Lightweight Network Virtualization Overview
As of Cumulus Linux 3.7, the lightweight network virtualization feature (LNV) has been deprecated. The feature will be removed in Cumulus Linux 4.0. Use EVPN for network virtualization.
Lightweight Network Virtualization (LNV) is a technique for deploying VXLANs without a central controller on bare metal switches. This solution requires no external controller or software suite; it runs the VXLAN service and registration daemons on Cumulus Linux itself. The data path between bridge entities is established on top of a layer 3 fabric by means of a simple service node coupled with traditional MAC address learning.
To see an example of a full solution before reading the following background information, read this chapter.
You cannot use LNV and EVPN at the same time.
LNV Concepts
Consider the following example deployment:
The two switches running Cumulus Linux, called leaf1 and leaf2, each have a bridge configured. These two bridges contain the physical switch port interfaces connecting to the servers as well as the logical VXLAN interface associated with the bridge. By creating a logical VXLAN interface on both leaf switches, the switches become VTEPs (virtual tunnel end points). The IP address associated with this VTEP is most commonly configured as its loopback address; in the image above, the loopback address is 10.2.1.1 for leaf1 and 10.2.1.2 for leaf2.
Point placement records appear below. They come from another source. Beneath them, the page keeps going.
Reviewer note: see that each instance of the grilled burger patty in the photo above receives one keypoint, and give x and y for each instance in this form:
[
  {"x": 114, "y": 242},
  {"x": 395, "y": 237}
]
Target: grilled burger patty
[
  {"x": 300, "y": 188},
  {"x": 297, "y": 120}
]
Acquire the Forwarding Database at the Service Node
To connect these two VXLANs together and forward BUM (Broadcast, Unknown-unicast, Multicast) packets to members of a VXLAN, the service node needs to acquire the addresses of all the VTEPs for every VXLAN it serves. The service node daemon does this through a registration daemon running on each leaf switch that contains a VTEP participating in LNV. The registration process informs the service node of all the VXLANs to which the switch belongs.
MAC Learning and Flooding
With LNV, as with traditional bridging of physical LANs or VLANs, a bridge automatically learns the location of hosts as a side effect of receiving packets on a port.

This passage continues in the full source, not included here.